US takes Korean nuclear line seriously

THE United States says it is taking conflicting North Korean statements on its nuclear capability very seriously despite the South’s insistence that there was no real proof its neighbour had such weapons.

“We know what they say. We have some things that can verify what they say. We don’t know everything,” visiting US Deputy Defence Secretary Wolfowitz told a news conference in South Korea’s capital, Seoul.

“Certainly what we know suggests that we should take what they’re saying very seriously,” he added.

However, South Korean president Roh Moo-hyun, at an earlier news conference, insisted there was still no hard proof the North possessed nuclear weapons, and even Seoul’s own spy agencies were not entirely sure.

“There has been no change in the official position that our intelligence agencies do not have definite, decisive proof,” Roh told reporters at the presidential Blue House. While Roh and visiting Wolfowitz assigned different weight to North Korea’s nuclear claims, a US lawmaker said Pyongyang officials told him Pyongyang was augmenting its stock of atomic arms.

Tensions have been high on the Korean peninsula for more than seven months, since the United States said the communist North had said it was pursuing a secret nuclear arms programme. North Korean state media have issued conflicting statements on the country’s nuclear status, at times accusing US officials of lying about Pyongyang’s declarations, and at other times saying the North had already reprocessed plutonium for bombs.

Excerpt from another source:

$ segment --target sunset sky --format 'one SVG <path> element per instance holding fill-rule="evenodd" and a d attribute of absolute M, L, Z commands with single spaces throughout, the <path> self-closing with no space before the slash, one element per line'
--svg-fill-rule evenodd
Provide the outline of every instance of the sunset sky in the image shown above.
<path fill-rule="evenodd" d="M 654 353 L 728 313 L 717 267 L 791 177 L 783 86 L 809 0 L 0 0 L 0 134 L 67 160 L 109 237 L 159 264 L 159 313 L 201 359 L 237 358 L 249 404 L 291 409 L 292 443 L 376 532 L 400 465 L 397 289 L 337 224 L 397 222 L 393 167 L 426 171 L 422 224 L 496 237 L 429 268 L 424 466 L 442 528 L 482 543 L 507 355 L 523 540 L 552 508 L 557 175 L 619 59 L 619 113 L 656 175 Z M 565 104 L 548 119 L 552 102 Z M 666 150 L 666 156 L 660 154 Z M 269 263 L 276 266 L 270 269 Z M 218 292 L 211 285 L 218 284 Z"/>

Highlighting other potential threats from the North, Seoul said four North Korean fishing boats crossed a disputed maritime border with South Korea yesterday, a day after the South fired warning shots to repel eight vessels.

South Korea’s prime minister said the 12 incursions since last week were probably a deliberate show of Pyongyang’s rejection of the de facto sea border west of the peninsula, where deadly naval gun battles erupted last June and in 1999.

Wolfowitz said it was hard to “understand what goes on in a country as closed as North Korea.” However, Roh told a news conference that, although the North had said several times it had nuclear weapons, no one had verified Pyongyang’s statements.

The South would never accept a nuclear-armed North, he added, but Seoul’s policy toward Pyongyang must be based on a cool assessment of the facts and not on rhetoric.

The head of a US Congressional delegation told reporters in Seoul after a visit to the North that officials there had repeated they had nuclear weapons and had reprocessed plutonium to make more. Pennsylvania Republican Curt Weldon, who led a six-member congressional team to Pyongyang, said North Korean foreign minister Paek Nam-sun and vice-foreign minister Kim Kye-gwan “admitted to having nuclear capability and weapons at this moment”: “They admitted to having just about completed the reprocessing of 8,000 rods, and they admitted to an effort to expand their nuclear production programme.”

The fuel rods had been taken out of commission under a mostly defunct 1994 agreement with the US that froze the North’s previously suspected effort to build atomic bombs.

Wolfowitz is the most senior Pentagon official to visit East Asia since the Bush administration took office in 2001. He flew to Japan after a visit to Seoul to discuss changes to an alliance under which 37,000 US troops are based in the South. He urged Seoul to raise defence spending and modernise its military forces to match changes in the US force presence.